In late April, I posted a puzzle to test readers' knowledge of SQL Server query processing internals. The goal of the puzzle was to take a simple yet incredibly inefficient query and rewrite it, without changing the base tables or adding any additional database objects, to improve performance.

The deadline for entries was May 1. I expected to receive a few responses, sort through them, and get a solution post published within the week. But alas, that's not what happened. I received hundreds of submissions, many of them really, really good. I started sorting them, and during that process I spoke at a couple of conferences, my hard drive crashed and I lost my work (but none of the submissions, luckily), and I was generally too busy to sort through the hundreds of submissions.  Then I finally got some time and started working on this post on June 24, and then... Well, I have no further excuses.  I just didn't finish.

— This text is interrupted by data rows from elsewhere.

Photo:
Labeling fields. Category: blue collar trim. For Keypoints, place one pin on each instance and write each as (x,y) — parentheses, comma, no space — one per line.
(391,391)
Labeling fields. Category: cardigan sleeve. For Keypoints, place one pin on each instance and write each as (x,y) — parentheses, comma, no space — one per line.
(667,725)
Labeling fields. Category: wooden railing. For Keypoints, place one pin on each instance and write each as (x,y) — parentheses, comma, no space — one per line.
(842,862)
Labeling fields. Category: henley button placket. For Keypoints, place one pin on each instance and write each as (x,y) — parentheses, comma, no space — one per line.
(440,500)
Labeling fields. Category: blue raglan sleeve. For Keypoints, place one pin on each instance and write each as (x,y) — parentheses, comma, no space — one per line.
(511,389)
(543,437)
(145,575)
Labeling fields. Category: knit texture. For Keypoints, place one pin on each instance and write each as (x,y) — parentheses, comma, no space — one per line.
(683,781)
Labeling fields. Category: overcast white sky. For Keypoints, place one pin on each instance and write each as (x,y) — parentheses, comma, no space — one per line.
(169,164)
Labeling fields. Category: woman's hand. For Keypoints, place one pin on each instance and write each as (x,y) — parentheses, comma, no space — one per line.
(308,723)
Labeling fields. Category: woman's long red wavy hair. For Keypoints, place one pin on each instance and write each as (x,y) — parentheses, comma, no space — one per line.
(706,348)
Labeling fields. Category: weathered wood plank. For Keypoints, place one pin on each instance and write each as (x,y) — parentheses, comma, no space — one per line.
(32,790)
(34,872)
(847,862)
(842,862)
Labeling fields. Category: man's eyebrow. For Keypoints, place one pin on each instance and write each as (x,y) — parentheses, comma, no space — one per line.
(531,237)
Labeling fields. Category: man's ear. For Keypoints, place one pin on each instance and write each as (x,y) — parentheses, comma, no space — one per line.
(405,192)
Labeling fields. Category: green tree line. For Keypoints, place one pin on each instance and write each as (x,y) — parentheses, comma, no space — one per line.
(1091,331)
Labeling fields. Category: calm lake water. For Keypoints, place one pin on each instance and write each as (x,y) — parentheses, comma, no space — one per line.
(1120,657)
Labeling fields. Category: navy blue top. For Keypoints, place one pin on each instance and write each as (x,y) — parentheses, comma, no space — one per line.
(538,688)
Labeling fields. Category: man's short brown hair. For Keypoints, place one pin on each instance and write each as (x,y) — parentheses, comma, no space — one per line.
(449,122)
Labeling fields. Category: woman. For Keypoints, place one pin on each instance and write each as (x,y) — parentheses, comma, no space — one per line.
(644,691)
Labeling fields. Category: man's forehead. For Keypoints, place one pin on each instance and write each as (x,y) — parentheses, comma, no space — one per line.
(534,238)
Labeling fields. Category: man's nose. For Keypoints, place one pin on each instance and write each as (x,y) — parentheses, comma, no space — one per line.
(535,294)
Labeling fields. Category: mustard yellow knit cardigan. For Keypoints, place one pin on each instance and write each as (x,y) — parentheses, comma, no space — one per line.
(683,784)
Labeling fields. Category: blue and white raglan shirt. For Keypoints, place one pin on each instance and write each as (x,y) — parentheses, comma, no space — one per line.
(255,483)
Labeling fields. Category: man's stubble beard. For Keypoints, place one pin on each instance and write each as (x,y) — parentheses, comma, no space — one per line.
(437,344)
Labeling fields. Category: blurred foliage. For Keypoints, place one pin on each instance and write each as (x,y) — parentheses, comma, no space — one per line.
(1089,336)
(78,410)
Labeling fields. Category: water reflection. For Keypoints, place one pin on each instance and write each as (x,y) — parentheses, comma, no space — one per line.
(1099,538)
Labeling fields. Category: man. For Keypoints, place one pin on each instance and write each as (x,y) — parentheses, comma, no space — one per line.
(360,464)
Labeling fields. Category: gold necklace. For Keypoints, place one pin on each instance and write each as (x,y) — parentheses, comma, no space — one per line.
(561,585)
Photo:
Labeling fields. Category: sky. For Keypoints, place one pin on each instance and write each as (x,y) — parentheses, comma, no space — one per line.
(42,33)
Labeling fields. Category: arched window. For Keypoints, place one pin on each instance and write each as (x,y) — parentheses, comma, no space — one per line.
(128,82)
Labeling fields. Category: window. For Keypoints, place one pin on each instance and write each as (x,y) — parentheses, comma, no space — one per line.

So I would like to start with an apology for the extensive delay. I know how impatient DBAs are, and several readers were kind enough to e-mail me and call me out for my laziness prod me along all this time.

I am happy to announce that today, finally, I finished sorting and judging the submissions, and I have to say that I am extremely impressed with everyone who submitted! After eliminating all but the very best submissions, I still had 20 on my list.  Choosing the top two was extremely difficult; I had to decide between excellence and excellence. After thinking about it for a while, I decided to give one award for the best code and a second for the best explanation (as both of these were required per the rules of the challenge).  And I still ended up awarding three people rather than just two.

Before I get to the solutions, let's take a second (or Nth) look at the original query:

SELECT *
FROM b1
JOIN b2 ON
b2.blat2 LIKE b1.blat1 + '%'

The difficulty here, from a query processing point of view, is the nature of the JOIN predicate. The task for the query processor is to figure out how, given a 'blat2' value, all of the associated 'blat1' values can be determined. The query processor has only three possible options for satisfying this (or any other) join:

  1. A merge join. In this case, it's not possible, as SQL Server's merge algorithm only supports equijoins. In this case, we're joining based on a range: all 'blat2' strings that start with the same characters asthose in 'blat1'.
  2. A hash join. Again, not possible, as we need an equijoin. SQL Server's hash algorithm is not ordered (which is not to say that it couldn't be in the future), so hash keys must be compared based on equality.
  3. A loop join. This join type can be used, for better or for worse, in all cases.  And in this case it does get used, for worse.  For every row of table b1, table b2 gets scanned and all of the matching rows are found. That's a lot of scans, and a lot of work.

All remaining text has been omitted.